10 Mistakes That Could Kill Your Career

mistakes you make at work or in the office that can kill your career

It takes anywhere from three to 15 months to find the right job, yet just a few days or weeks to lose it. We bring you the 10 traits that can poison your career.


Janine Lloyd, a business coach at my-coach-online.com – a life coaching web portal – identifies 10 career-sinking mistakes you may be making at the office.


It’s never a good idea to pass the buck or to blame someone else for a mistake or bad judgment call. Employers value people who take ownership and show they are willing to take responsibility and learn from mistakes. While you may not be wholly responsible for a mistake or project failure, own up to where you think you may have gone wrong, or where the team can improve. Often, the person who made the mistake will follow your approach. On the flip side, don’t protect someone who constantly makes mistakes – encourage them to take ownership and allow them to learn from their mistakes.


No one likes a gossip. While others may be interested in your juicy gossip, they will always be thinking: “I wonder what she says behind my back?” They will never truly trust you. No matter how much you think others won’t repeat what you say, if you gossip about your manager or the directors, they will get to hear about it. Never spread gossip. You never know what the truth is, so it’s best to just zip it.


Most managers trust the suck up the least. They never know their true intentions. Are they doing something out of love for their job or to get ahead? Are they just being nice or are they secretly plotting something?

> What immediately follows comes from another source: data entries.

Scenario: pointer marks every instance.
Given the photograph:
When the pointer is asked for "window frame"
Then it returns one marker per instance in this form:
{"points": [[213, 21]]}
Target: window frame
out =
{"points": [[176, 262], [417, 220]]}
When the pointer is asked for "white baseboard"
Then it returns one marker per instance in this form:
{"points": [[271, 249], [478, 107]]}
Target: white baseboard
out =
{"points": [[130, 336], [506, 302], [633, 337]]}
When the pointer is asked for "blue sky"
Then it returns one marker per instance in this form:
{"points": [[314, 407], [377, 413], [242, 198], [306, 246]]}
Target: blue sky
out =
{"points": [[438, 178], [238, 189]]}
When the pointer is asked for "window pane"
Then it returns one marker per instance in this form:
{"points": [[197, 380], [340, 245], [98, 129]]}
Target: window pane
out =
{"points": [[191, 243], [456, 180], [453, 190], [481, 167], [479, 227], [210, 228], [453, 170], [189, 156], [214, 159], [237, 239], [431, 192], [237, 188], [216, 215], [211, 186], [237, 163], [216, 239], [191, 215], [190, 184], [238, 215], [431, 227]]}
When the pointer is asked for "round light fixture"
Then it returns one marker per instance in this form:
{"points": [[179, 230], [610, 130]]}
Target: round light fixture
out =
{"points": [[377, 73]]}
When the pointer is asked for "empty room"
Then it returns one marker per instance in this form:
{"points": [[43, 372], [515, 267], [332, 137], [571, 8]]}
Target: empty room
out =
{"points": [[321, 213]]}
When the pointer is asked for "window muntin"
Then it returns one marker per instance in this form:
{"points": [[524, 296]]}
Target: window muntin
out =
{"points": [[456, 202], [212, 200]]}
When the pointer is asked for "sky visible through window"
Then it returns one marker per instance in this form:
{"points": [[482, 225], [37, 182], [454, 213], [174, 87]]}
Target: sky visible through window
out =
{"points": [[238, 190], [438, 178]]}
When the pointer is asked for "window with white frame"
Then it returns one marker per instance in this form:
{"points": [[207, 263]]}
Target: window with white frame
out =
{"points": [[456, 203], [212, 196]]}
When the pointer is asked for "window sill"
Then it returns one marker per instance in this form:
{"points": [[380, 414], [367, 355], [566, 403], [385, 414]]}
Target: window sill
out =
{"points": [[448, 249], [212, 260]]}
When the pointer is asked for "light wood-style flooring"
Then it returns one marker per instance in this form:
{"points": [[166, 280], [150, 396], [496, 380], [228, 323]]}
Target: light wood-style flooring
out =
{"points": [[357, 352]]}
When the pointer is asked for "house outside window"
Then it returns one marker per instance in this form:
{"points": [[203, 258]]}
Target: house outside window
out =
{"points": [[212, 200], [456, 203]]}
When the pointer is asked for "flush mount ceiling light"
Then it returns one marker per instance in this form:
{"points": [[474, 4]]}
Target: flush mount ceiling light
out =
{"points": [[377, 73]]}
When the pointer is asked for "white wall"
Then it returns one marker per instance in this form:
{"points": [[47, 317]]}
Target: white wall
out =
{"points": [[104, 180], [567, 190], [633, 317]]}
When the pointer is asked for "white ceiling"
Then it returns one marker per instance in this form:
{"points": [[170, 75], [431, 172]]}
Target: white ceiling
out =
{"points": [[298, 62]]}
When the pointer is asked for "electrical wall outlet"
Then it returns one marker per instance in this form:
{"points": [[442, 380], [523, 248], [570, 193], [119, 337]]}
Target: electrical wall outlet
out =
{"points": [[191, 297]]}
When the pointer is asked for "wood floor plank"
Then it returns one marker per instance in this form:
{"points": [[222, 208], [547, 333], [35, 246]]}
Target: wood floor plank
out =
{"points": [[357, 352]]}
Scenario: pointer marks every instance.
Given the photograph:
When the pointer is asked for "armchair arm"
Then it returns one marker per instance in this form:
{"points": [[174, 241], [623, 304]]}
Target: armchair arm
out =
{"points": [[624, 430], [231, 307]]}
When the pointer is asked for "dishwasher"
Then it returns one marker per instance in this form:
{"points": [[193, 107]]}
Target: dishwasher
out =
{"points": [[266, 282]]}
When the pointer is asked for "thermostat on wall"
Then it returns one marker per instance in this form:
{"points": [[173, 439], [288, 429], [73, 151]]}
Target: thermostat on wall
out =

Your best approach is to focus on doing your best and letting your work speak for itself. Be open and honest, but don’t brag about what you have done.


While everyone knows that you can become close to your co-workers and boss, it is best to keep your personal life personal. Bosses don’t want to hear about how drunk you got, or how you got dumped or why your life is such a mess. If you need help speak to a non-work friend or a counselor and if it is seriously affecting your work, take sick leave to get through it. If you fall apart in the workplace, your manager will believe that you can’t handle pressure, which may affect your chances of promotion.


There is no privacy on social media. So, don’t criticise your company, boss or co-workers on social media platforms. Be mindful that your co-workers, clients and boss will most likely see what you post on social media and be careful about the photos you share. When bosses employ people, they always check out their social media sites to see what kind of person they are. Employers are more likely not to hire the person who drunkenly dances on the tables in every photo, moans about their life nonstop or openly criticises others.


While this approach has some merit in extreme cases, if you have an issue, discuss it directly with your manager. Even the difficult conversation about something you are upset about is worth airing, your manager will respect you for bringing it to the table. If you don’t, you will lose the trust and respect of your manager – the one person who can either help or ruin your career.


Negativity is contagious and can affect others in the workplace. Be aware of when you are being too negative and ask yourself why this is taking place. Work on pulling yourself out of a cycle of negativity because if you don’t, it can hurt your chances of a promotion. Employers are looking for employees who are positive, enthusiastic and who have a good attitude. When you moan all the time, they believe your negativity could affect others and they are less likely to promote you.


A smart boss will know the ins and outs of who is doing what in the office, so when you take credit for others’ work without acknowledging the person/s who actually did the work, you are undermining your own credibility. You will also not earn the respect of your co-workers who are important, especially if your company does peer review performance evaluations.


Do not ever publicly or privately put someone else down, whether you feel they deserve it or not. Employers are looking for individuals who can resolve issues maturely. If you demean people, it means you cannot be trusted or respected, which are two very important qualities in are valued in employees.


Always put your company first. If you hear a negative rumour about your firm or manager, take it to your boss. If another company tries to poach you, be honest with your manager about the approach and seek their advice. If you have an employee who is bad mouthing the company and it is affecting the business’ reputation, speak to them about it or bring it to your manager’s attention. Remember, never to close a door behind you when you leave, you want to do so on good terms to keep your reputation in tact.